Background: Peripheral artery disease (PAD) is underrecognized, undertreated, and understudied: each of these endeavors requires efficient and accurate identification of patients with PAD. Currently, PAD patient identification relies on diagnosis/procedure codes or lists of patients diagnosed or treated by specific providers in specific locations and ways. The goal of this research was to leverage natural language processing to more accurately identify patients with PAD in an electronic health record system compared with a structured data-based approach.
Methods: The clinical notes from a cohort of 6861 patients in our health system whose PAD status had previously been adjudicated were used to train, test, and validate a natural language processing model using 10-fold cross-validation.
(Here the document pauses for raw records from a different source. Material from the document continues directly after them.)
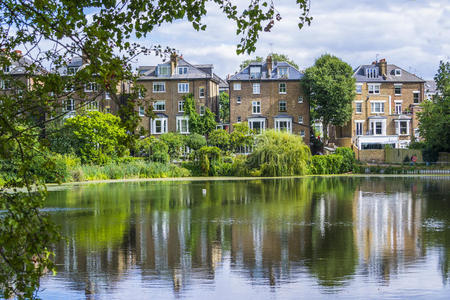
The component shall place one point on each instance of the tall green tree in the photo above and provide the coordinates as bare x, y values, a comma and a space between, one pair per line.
330, 87
275, 57
103, 32
434, 119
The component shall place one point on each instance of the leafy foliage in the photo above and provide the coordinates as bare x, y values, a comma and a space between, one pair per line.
195, 141
434, 119
280, 154
241, 136
174, 142
219, 138
98, 136
330, 87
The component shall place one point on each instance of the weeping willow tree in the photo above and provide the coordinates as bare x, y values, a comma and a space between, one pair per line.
280, 154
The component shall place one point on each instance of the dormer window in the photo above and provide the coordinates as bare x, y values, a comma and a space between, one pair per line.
72, 70
182, 70
255, 72
163, 70
283, 72
372, 72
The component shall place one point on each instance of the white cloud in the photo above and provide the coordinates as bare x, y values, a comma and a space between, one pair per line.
411, 34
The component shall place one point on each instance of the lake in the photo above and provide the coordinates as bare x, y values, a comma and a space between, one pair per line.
314, 237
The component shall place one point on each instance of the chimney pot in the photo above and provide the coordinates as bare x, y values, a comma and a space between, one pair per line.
269, 66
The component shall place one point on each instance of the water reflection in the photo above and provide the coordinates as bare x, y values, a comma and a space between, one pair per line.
337, 232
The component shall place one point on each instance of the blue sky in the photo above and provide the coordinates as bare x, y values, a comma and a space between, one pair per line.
413, 34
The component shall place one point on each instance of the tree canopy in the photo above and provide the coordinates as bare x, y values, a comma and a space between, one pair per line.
434, 119
275, 57
103, 32
330, 87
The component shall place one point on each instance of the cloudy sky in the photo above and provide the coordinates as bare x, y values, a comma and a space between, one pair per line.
413, 34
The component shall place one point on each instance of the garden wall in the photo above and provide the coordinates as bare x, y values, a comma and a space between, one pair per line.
397, 156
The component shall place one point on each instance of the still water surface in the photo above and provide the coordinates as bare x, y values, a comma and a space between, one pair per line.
338, 237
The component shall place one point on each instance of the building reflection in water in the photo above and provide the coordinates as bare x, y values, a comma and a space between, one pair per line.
267, 232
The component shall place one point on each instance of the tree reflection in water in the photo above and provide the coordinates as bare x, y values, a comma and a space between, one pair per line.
269, 232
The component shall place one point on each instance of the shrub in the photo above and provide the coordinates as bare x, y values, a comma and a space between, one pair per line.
219, 138
349, 160
326, 164
280, 154
159, 151
195, 141
174, 142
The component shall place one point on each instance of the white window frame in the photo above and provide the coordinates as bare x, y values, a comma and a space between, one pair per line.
373, 127
159, 83
359, 130
256, 88
398, 85
167, 68
373, 106
182, 87
398, 127
359, 88
72, 105
182, 70
201, 92
358, 103
159, 102
254, 74
283, 71
282, 88
418, 97
91, 87
279, 106
163, 121
180, 121
141, 111
374, 88
251, 121
181, 106
288, 121
256, 107
92, 105
398, 103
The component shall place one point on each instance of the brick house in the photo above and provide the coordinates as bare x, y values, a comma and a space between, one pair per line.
166, 84
385, 108
269, 95
88, 97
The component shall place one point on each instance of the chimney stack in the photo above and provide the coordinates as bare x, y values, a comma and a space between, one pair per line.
269, 66
383, 67
173, 63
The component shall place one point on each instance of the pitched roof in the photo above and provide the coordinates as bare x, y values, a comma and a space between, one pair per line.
360, 74
292, 74
194, 71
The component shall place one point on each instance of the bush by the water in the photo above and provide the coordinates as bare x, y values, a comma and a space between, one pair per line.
280, 154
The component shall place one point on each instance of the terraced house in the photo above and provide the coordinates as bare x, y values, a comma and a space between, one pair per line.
166, 84
385, 108
88, 97
269, 95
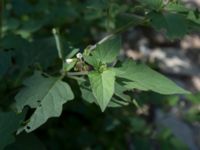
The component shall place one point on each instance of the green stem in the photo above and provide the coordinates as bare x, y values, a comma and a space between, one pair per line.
58, 43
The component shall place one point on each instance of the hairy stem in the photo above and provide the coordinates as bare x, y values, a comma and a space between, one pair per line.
58, 43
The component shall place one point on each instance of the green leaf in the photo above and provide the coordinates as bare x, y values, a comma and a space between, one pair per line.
176, 7
27, 142
152, 4
88, 96
5, 62
145, 78
102, 85
9, 123
174, 25
108, 50
45, 94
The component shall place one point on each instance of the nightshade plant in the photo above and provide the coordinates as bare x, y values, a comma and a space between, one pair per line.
103, 77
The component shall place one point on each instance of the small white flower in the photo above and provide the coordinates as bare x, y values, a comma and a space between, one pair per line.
68, 61
79, 56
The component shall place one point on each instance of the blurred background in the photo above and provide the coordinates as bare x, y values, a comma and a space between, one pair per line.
159, 123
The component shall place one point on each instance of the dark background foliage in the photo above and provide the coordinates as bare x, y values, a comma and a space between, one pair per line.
159, 122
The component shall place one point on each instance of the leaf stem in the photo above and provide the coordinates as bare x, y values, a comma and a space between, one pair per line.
58, 43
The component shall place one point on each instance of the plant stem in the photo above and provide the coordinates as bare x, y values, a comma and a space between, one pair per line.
58, 43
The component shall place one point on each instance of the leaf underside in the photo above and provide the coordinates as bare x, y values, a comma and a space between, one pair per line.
46, 95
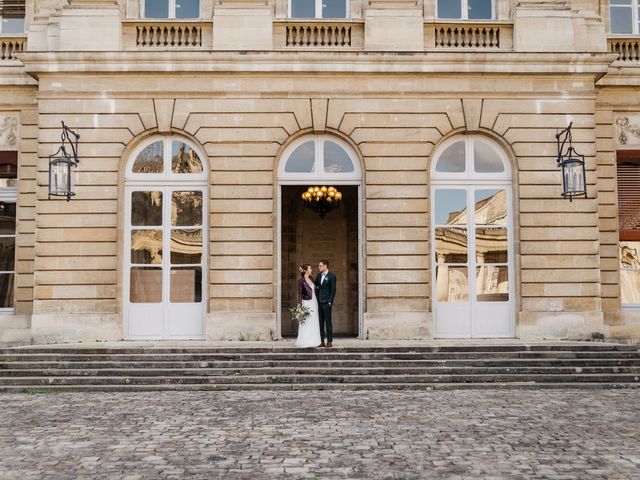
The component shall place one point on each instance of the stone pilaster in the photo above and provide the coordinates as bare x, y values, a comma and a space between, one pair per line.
394, 25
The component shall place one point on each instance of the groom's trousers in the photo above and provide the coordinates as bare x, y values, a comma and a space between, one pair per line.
324, 312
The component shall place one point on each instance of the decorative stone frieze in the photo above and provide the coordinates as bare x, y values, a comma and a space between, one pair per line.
9, 131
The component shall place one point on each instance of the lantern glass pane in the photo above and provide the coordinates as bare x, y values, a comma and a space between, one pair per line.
452, 284
336, 160
59, 180
574, 177
492, 283
491, 206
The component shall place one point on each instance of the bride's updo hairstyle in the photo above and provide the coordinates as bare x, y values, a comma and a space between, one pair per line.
303, 268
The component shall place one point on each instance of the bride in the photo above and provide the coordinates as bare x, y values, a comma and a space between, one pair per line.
309, 331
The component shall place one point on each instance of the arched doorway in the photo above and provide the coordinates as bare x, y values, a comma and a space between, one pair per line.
320, 160
165, 241
472, 240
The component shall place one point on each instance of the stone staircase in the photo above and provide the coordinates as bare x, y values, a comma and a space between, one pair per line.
39, 369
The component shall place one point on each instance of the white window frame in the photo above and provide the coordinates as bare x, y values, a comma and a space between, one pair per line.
318, 173
172, 11
465, 12
634, 18
8, 195
318, 12
469, 172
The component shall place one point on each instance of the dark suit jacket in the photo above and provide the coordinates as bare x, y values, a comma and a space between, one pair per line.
326, 292
304, 290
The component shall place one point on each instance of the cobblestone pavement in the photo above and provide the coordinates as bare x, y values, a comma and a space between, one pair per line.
322, 435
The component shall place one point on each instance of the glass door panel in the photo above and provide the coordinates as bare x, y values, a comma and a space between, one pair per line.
472, 260
166, 261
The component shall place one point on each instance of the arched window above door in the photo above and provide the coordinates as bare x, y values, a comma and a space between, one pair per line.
470, 157
319, 158
166, 158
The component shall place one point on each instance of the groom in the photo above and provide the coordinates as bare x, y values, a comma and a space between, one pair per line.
326, 293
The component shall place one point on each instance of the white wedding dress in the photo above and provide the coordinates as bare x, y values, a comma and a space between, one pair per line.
309, 331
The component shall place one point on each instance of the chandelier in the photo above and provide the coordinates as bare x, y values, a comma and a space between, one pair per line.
322, 199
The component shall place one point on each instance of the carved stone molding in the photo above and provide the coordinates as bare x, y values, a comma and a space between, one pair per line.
9, 131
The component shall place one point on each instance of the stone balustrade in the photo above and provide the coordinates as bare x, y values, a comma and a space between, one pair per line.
167, 34
319, 34
469, 35
10, 45
628, 49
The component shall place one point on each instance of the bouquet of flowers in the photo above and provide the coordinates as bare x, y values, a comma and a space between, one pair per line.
300, 313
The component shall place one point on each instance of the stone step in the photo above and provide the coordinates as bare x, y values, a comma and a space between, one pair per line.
303, 371
317, 355
585, 346
516, 363
53, 389
324, 378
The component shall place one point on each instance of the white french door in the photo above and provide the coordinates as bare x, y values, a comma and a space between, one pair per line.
165, 262
472, 248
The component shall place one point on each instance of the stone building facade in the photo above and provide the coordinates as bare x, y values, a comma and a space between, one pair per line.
201, 123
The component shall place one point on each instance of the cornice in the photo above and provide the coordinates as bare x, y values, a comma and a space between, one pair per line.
15, 75
42, 63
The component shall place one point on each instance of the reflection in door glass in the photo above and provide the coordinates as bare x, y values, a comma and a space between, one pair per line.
186, 246
491, 245
150, 160
452, 284
336, 160
302, 158
491, 207
452, 160
451, 245
186, 208
145, 285
451, 207
146, 247
492, 283
146, 208
184, 159
186, 285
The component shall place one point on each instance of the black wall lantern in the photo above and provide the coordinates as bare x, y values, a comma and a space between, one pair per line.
574, 176
61, 163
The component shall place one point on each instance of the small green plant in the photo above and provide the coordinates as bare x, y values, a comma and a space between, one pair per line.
35, 391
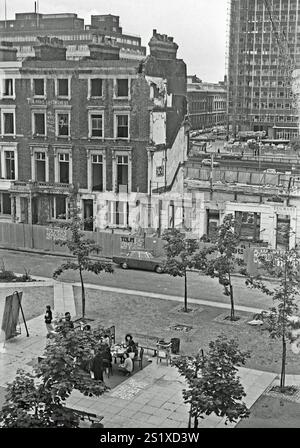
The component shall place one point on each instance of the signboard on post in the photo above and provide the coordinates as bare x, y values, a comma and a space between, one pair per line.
131, 242
56, 233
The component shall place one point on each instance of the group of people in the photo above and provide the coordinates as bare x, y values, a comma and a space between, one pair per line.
65, 323
102, 359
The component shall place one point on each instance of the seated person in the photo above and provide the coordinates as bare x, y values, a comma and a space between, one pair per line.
127, 367
105, 339
68, 321
131, 345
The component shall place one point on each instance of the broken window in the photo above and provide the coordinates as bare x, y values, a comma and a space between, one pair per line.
97, 172
38, 87
96, 87
96, 125
122, 126
63, 162
8, 87
8, 123
122, 173
63, 87
5, 204
10, 164
122, 87
63, 124
40, 166
39, 124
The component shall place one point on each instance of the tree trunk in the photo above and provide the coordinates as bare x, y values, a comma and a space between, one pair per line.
232, 315
82, 293
185, 293
283, 362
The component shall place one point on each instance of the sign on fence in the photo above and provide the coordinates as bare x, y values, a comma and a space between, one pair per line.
131, 242
56, 233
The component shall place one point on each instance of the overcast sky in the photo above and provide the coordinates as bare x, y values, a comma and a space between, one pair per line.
198, 26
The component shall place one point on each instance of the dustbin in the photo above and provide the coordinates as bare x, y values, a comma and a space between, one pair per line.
175, 345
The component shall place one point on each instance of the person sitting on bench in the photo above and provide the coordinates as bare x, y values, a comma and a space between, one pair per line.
127, 367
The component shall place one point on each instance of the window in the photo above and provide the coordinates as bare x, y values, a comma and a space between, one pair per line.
63, 87
63, 168
59, 207
39, 123
8, 123
5, 204
96, 87
122, 126
63, 125
8, 87
118, 213
40, 166
97, 172
38, 87
122, 88
122, 173
10, 164
96, 125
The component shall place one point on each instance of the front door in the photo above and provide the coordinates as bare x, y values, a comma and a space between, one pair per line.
88, 214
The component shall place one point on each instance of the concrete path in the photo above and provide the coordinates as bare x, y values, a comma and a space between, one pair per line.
153, 295
150, 399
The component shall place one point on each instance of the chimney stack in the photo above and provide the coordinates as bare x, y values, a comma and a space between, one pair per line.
50, 49
162, 46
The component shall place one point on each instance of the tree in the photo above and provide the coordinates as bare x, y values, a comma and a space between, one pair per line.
80, 247
213, 384
279, 320
179, 252
220, 259
38, 400
29, 404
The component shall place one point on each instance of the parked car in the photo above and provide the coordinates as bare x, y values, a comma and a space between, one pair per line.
270, 171
140, 259
207, 162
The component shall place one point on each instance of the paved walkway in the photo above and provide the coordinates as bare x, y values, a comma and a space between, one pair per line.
152, 398
133, 292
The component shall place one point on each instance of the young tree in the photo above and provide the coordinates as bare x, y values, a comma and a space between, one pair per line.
179, 252
38, 400
65, 365
28, 404
220, 259
285, 267
80, 247
213, 384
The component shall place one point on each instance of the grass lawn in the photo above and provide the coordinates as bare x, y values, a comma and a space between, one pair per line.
146, 316
270, 412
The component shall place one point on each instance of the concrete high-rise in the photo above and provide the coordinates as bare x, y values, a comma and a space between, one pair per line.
259, 95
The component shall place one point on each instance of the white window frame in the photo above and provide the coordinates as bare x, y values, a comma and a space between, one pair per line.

The performance of this model was described using the area under the receiver operating characteristic and average precision curves; its performance was quantitatively compared with an administrative data-based least absolute shrinkage and selection operator (LASSO) approach using the DeLong test.
Results: The median (SD) of the area under the receiver operating characteristic curve for the natural language processing model was 0.888 (0.009) versus 0.801 (0.017) for the LASSO-based approach alone (DeLong P<0.0001). The median (SD) of the area under the precision curve was 0.909 (0.008) versus 0.816 (0.012) for the structured data-based approach. When sensitivity was set at 90%, the precision for LASSO was 65% and the machine learning approach was 74%, while the specificity for LASSO was 41% and for the machine learning approach was 62%.
Conclusions: Using a natural language processing approach in addition to partial cohort preprocessing with a LASSO-based model, we were able to meaningfully improve our ability to identify patients with PAD compared with an approach using structured data alone. This model has potential applications to both interventions targeted at improving patient care as well as efficient, large-scale PAD research. Graphic Abstract: A graphic abstract is available for this article.
Keywords: cohort studies; electronic health records; machine learning; natural language processing; peripheral artery disease.